HMOs Must Adapt or ‘Perish,’ Experts Say
Although the managed care industry may prove "reasonably prosperous" next year, many critics say that HMOs will soon have to "reinvent themselves, or perish," the New York Times reports. Health insurance premium increases next year should provide "bigger profits" for many HMOs, but higher costs to install high- technology equipment, pay for new drugs and modernize facilities will likely "tak[e] their toll." Hospitals and physicians have also "rebell[ed]" against "inadequate payments," while employers have "rail[ed]" against rate increases. In addition, Congress could pass new patients' rights legislation allowing patients to sue HMOs, placing the industry under "great pressure" to revamp its operations. "The very model that the health plans function on is being called into question by the plans themselves," Kenneth Tannenbaum, a health care consultant with Tillinghast-Towers Perrin, said. According to Wellpoint Health Networks CEO Leonard Schaeffer, managed care firms must assess the cost and efficacy of changing new technology, especially expensive new drugs. Michael Barrett, a senior analyst at Forrester Research, said that "a real collision is brewing" for managed care companies. He said, "Employers don't want to see a return to double-digit rate increases. Doctors and hospitals are getting higher reimbursements, and consumers are not inclined to play patsy for cost shifting." He added that many HMOs will need a "significant amount" of funding for information systems improvements to "keep customers happy" and curb costs. However, with profit margins slim, many HMOs "do not have any ready means of raising it," Barrett said. In addition, managed care companies have faced a "raft of lawsuits" from patients, with lawyers seeking class-action status and charging that "the system does not deliver the quality of care that it says it does."

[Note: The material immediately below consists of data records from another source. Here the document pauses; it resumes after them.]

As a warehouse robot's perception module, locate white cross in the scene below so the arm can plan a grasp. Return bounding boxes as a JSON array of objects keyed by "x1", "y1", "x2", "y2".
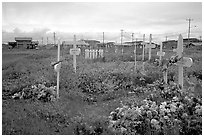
[
  {"x1": 173, "y1": 34, "x2": 193, "y2": 89},
  {"x1": 145, "y1": 34, "x2": 155, "y2": 60},
  {"x1": 157, "y1": 43, "x2": 165, "y2": 64},
  {"x1": 99, "y1": 49, "x2": 103, "y2": 58},
  {"x1": 51, "y1": 39, "x2": 62, "y2": 99},
  {"x1": 95, "y1": 49, "x2": 98, "y2": 58},
  {"x1": 85, "y1": 49, "x2": 89, "y2": 59},
  {"x1": 70, "y1": 35, "x2": 81, "y2": 73},
  {"x1": 142, "y1": 34, "x2": 146, "y2": 61}
]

Facing a Black Hole of Costs
Facing "consumer resistance" against efforts to manage costs by delaying and denying payments for care, some HMOs are offering a wider range of plans and focusing on preventive measures to "safeguard" those at risk of contracting expensive illnesses. Industry experts say that insurers must shift to policies that allow consumers to develop "customized" health plans. Some insurers also have begun providing consumers with "personalized" Web pages to track their medical claims, Health Futures President Jeff Goldsmith said. Tannenbaum added that HMOs will have to "spend heavily" to "Web-enable" their communications with providers, consumers and payers. "Health plans are trying to control costs by delivering information online," Jack Reichman, director for health insurance at Standard & Poor's, said, adding, "The new systems cost $200 million to $300 million." However, he indicated that "there is little choice," saying, "Those that don't invest will ultimately have higher costs." In addition, managed care firms must comply with new federal regulations requiring "standardized computer language and privacy and security measures to protect patients." The Times also reports that if the economy "sours," the pressures on HMOs will only increase. "When corporate employers' cash flow begins to decline significantly, the plans will be in serious trouble," Goldsmith said. Schaeffer added, "If the economy slows even a little bit in 2002, the CFOs will come out of their offices. Right now, the sales guys are in charge." Reichman said that 10% to 15% of employers may require "something like defined contributions" next year, rather than "swallow further rate increases," which would force individual members of health plans to "make their own money stretch" to cover medical costs.
Taking It 'on the Chin'?
Meanwhile, many hospitals have "aggressively demand[ed]" higher payments after years of "being squeezed" by HMOs, and some hospitals have refused to contract with some insurers this year. Many hospitals and physician group practices also will avoid capitation arrangements. "Physician enterprises are in a serious mess," Goldsmith said, adding, "In the West, a lot of health plans drove them into bankruptcy." In California, more than 100 medical groups have filed for bankruptcy protection during the last three years. For-profit hospital chains, however, have boosted their revenues and earnings by streamlining their operations. However, although stock prices of HCA Healthcare, Tenet Healthcare and other large hospital chains have "soared" this year, recent cuts in Medicare funding have left the future uncertain for the industry. Rick Wade, a senior vice president of the American Hospital Association, said, "A third of the 4,800 hospitals are doing real well. About a third have taken it on the chin from the Balanced Budget Act cuts and state Medicaid cutbacks, and the rest are in the middle with profit margins of 1% to 5%, not enough to go to the bond markets with." He added that most hospitals need "big amounts" to update their facilities. Nurses and other hospital workers also remain in short supply, and unions regard health care as "the last great frontier" for them to organize, Wade said. However, he added that while unions have staged strikes around the nation, the hospitals "do not have a lot of options for coming up with the money." Goldsmith said, "This industry has been in a recession for two years." But with hospitals beginning to slash administrative costs, eliminate highly paid administrators and consolidate departments, Goldsmith said, "I'm cautiously optimistic for next year about both hospitals and health plans" (Freudenheim, New York Times, 12/18).